職場の定期健康診断で年1回の受診が義務づけられている「胸部エックス線検査」について、厚生労働省の検討会は、義務の対象を原則40歳以上に限るとする最終報告をまとめました。今後設置する研究班でエックス線検査の有効性を詳細に調査して、早ければ2008年度から実施されます。

当初は廃止される方向で検討

40歳以下の人は大丈夫なのだろうか?と不安に思う方がいるかもしれません。しかし、実は不安に思わなければならないのは、検診が続行される40歳以上の方々かもしれません。実はもともと厚生労働省は、胸部エックス線検査の法的義務付けを廃止する方向だったのです。胸部エックス線検査に関しては、日本以外の諸外国ではその有効性を否定されています。
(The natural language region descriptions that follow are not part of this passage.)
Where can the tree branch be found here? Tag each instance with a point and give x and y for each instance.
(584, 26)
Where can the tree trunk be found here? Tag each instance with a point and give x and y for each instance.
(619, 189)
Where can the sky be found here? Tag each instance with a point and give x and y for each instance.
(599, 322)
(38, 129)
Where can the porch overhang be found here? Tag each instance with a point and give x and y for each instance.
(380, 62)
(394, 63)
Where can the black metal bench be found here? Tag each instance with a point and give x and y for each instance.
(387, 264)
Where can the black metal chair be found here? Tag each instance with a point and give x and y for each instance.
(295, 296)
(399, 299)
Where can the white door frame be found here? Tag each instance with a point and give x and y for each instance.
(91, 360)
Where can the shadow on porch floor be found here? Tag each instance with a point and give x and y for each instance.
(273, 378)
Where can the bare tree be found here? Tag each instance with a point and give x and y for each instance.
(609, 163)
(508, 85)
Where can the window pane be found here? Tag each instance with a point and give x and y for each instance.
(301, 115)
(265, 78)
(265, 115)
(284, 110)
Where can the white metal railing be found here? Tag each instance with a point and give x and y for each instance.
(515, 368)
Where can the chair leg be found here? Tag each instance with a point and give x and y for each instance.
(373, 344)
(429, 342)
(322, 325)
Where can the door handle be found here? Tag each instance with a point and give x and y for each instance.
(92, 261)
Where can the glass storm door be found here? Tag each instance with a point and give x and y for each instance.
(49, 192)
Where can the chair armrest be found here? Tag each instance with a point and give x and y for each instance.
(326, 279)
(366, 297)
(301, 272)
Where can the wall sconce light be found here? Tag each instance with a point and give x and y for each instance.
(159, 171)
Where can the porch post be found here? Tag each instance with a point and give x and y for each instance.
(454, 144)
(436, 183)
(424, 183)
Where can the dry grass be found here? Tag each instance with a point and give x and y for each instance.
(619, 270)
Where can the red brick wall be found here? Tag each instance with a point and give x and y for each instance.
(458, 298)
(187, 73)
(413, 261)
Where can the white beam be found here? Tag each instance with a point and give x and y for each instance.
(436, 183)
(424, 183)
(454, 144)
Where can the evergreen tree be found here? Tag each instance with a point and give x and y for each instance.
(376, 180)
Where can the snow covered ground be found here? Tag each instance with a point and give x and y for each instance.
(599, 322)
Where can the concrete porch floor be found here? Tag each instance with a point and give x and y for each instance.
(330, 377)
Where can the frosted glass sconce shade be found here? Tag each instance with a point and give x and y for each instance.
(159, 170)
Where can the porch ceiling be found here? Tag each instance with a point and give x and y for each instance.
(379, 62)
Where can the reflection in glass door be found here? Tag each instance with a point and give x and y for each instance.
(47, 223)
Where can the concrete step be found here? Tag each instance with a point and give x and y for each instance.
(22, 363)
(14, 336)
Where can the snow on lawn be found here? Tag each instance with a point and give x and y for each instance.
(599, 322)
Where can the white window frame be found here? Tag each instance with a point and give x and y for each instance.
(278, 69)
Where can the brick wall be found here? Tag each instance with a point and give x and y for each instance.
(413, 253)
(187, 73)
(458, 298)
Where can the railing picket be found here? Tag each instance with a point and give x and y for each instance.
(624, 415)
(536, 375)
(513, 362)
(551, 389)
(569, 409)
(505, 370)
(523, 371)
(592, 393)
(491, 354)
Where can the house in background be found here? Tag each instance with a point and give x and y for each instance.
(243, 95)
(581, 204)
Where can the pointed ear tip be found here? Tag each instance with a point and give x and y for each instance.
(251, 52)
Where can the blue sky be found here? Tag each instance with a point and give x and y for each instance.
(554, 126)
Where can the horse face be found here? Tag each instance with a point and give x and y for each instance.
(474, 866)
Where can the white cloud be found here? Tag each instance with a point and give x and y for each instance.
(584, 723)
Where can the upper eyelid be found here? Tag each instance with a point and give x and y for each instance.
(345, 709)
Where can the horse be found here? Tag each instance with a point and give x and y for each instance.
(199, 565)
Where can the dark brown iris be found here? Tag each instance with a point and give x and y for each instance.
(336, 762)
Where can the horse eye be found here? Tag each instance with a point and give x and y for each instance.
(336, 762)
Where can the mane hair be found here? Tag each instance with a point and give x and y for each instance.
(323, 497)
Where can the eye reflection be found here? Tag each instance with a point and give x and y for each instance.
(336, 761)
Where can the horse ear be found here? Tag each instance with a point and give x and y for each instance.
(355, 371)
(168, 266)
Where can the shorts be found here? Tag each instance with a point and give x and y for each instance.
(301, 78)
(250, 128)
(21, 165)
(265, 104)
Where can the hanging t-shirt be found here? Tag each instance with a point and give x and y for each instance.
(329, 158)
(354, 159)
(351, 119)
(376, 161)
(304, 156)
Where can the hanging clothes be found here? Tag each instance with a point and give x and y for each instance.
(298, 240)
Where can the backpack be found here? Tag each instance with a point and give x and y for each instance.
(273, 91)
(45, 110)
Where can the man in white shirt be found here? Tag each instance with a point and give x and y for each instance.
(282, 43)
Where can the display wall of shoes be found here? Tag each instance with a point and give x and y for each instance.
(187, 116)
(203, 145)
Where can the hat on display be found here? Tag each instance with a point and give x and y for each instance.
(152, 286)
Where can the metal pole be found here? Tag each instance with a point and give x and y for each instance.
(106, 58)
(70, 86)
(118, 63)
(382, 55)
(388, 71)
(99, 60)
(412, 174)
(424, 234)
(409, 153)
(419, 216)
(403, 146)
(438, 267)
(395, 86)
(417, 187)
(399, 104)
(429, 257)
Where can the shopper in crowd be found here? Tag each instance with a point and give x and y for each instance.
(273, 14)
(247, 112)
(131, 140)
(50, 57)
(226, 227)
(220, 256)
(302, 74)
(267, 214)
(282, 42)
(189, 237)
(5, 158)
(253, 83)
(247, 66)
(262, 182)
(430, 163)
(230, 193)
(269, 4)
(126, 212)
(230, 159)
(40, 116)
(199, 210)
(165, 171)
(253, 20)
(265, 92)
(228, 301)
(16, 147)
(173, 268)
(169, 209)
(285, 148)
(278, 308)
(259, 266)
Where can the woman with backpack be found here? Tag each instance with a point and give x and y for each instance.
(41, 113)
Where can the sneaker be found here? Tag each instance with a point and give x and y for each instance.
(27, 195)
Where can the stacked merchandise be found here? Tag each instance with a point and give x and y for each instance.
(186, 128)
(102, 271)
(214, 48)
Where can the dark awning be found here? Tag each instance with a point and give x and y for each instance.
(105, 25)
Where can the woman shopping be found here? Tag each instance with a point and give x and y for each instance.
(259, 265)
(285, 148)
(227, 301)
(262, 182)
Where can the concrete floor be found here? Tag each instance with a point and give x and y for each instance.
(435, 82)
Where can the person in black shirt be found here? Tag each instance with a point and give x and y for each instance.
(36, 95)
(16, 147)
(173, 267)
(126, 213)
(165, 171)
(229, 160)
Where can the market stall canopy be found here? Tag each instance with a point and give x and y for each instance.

日本においても有効であるという調査結果は出ていないのです。

諸外国では危険性を指摘

さらに欧米諸国では、エックス線検査は診断被爆の危険があると指摘され「害あっても益なし」とされているのです。(エックス線検査の危険性については、過去コラム「胸部レントゲン検査は危険がいっぱい?」をお読み下さい。)しかし、日本における職場検診において、胸部エックス線検査を廃止することは、業界では数千億円規模の影響が出ると言われています。

年齢制限は妥協の産物?

検討会では「有効だという証拠もないが、有効でないとの立証もされていない」と意見が出されるなど、医師側は相当に反発してきました。こうしたことを受け、厚労省と業界側の妥協点として、一般的に呼吸器や循環器疾患の発症頻度が高い中高年に絞って実施することになったようです。検診自体の有効性も分かっていないのに、役所と業界の妥協で事が決められ、実際に検診を受ける立場の人たちが置き去りにされてしまっているようです。